# BOSI tracker now with Pepper any discounts???



## Frank (7 Jul 2018)

Just got a letter yesterday to say my tracker is now with pepper

Haven't had a chance to ring them yet.

Somewhere I lived when we entered the drop, now a rental back in positive 

worth 215 I owe about 185 
10 years left on an interest only tracker.

Plan was to sell up in the next few years anyway renting isn't worth the hassle.

I was just wondering are they doing discounts for ordinary punters?

If I could get a discount on the mortgage it could be worth getting out now.

The tracker has to be a pain for them at 1.5% above ECB.


----------



## Frank (9 Jul 2018)

OK update I talked to pepper 

The transfer has not happened as yet , September or October this year.

BOS are not offering discounts currently 

There is no indication pepper will offer discounts after ;-( 

Pity only banks and big players get discount and not ordinary punters


----------



## RedOnion (9 Jul 2018)

You've a performing mortgage, in positive equity, at a 1.5% margin. How much discount do you expect they sold it at?

If you said a 0.6% tracker, in negative equity and 2 years arrears you'd have some hope...


----------



## Frank (9 Jul 2018)

Hey worth a question, 

So do I suggest I stop paying my mortgage Red???
Come back to them in 2 years.


----------



## RedOnion (9 Jul 2018)

No, you'll risk them repossessing it as house value is more than mortgage.

My point was the buyer fund didn't get the discount you're imagining. Your mortgage is in a portfolio of 'good' loans. Ok, the margin isn't brilliant, but it's the norm in other countries. And they've a 10 year history of you paying this, even through a crisis. They know you're good for it.
Its a good investment. The fund that bought it have valued it at least 97% of it's value.


----------



## Frank (9 Jul 2018)

tongue in cheek on the not paying, as you say managed it through the bad times.

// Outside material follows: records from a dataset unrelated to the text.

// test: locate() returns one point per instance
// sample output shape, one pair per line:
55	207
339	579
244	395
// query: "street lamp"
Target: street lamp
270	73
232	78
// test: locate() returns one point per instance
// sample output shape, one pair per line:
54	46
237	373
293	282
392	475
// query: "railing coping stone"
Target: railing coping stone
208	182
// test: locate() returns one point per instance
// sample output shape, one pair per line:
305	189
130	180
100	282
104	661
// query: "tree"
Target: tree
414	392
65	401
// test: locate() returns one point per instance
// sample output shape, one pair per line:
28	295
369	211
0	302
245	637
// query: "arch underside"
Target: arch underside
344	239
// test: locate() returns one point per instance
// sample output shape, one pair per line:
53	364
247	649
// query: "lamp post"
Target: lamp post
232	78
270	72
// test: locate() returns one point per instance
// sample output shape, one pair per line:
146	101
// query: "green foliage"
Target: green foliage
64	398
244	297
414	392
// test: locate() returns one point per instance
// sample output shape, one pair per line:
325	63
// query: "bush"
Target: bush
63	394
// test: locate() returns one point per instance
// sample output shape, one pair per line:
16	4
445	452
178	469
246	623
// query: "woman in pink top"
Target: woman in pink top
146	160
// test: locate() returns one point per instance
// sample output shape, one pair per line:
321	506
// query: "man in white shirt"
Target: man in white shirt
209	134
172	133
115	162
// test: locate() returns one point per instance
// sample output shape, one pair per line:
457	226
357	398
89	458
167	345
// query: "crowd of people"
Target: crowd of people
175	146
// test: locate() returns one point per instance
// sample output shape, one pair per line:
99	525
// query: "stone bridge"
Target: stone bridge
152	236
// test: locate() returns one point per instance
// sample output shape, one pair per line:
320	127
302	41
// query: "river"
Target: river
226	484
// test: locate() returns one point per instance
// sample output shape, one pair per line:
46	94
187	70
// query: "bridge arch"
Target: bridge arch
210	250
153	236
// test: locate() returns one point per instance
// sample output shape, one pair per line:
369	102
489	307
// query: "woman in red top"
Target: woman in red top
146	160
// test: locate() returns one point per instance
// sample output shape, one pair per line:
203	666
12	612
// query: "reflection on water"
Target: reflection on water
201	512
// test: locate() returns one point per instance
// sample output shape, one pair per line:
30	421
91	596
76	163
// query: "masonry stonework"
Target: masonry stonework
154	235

Why would BOS sell if there is money to be made even if the margin is tight or normal by rest of EU standard?


----------



## TheFatMan (14 Jul 2018)

Great question! Was pondering this myself. Have a ECB+ 0.55% tracker from BOSI going to Pepper too, never been an issue with late payment etc. We’re some of the lucky ones. Was hopping Pepper might want to make a quick turnover here on a loss leader mortgage. Under new GDPR guidelines would a mortgage holder not be entitled to know what Pepper is paying? I know the mortgages are bundled but commercially pepper would be crazy not to entertain offers and realize gains on a mortgage they are effectively going to lose on in the 10 years remaining!


----------



## IdesofMarch (15 Jul 2018)

RedOnion said:


> No, you'll risk them repossessing it as house value is more than mortgage.
> 
> My point was the buyer fund didn't get the discount you're imagining. Your mortgage is in a portfolio of 'good' loans. Ok, the margin isn't brilliant, but it's the norm in other countries. And they've a 10 year history of you paying this, even through a crisis. They know you're good for it.
> Its a good investment. The fund that bought it have valued it at least 97% of it's value.



Where did you get that figure from?


----------



## TheFatMan (31 Jul 2018)

IdesofMarch said:


> Where did you get that figure from?



Agreed 97% of value would strike me as a poor deal even on performing mortgages like mine. 
I would have expected Pepper would pay 70-80% of value.


----------



## RedOnion (31 Jul 2018)

TheFatMan said:


> Agreed 97% of value would strike me as a poor deal even on performing mortgages like mine.
> I would have expected Pepper would pay 70-80% of value.


Firstly, Pepper didn't buy your mortgage. A Barclays fund did.

The OP was a 1.5% tracker, which is what my calculations were based on.

For the fund buying it, that's worth a great deal more than your 0.55% tracker.

Publicly available information suggests they paid 93% of par value across the entire portfolio. That's with an average margin of 0.8%, and a small percentage of non performing loans.

If they're going to offer any deals, you've a good chance of getting one. But it probably won't be worth your while if you have to refinance elsewhere.


----------



## Frank (10 Aug 2018)

not looking to refinance 
tired of being the most evil foul member of society according to gov and the press

If a deal on the mortgage would allow me to sell my rental I would bail out.
If I can clear a few dollars to dent the mortgage at home all the better.


----------



## Brendan Burgess (10 Aug 2018)

Frank said:


> tired of being the most evil foul member of society according to gov and the press



Hi Frank - a very good description of the public perception of the landlord. 

Brendan


----------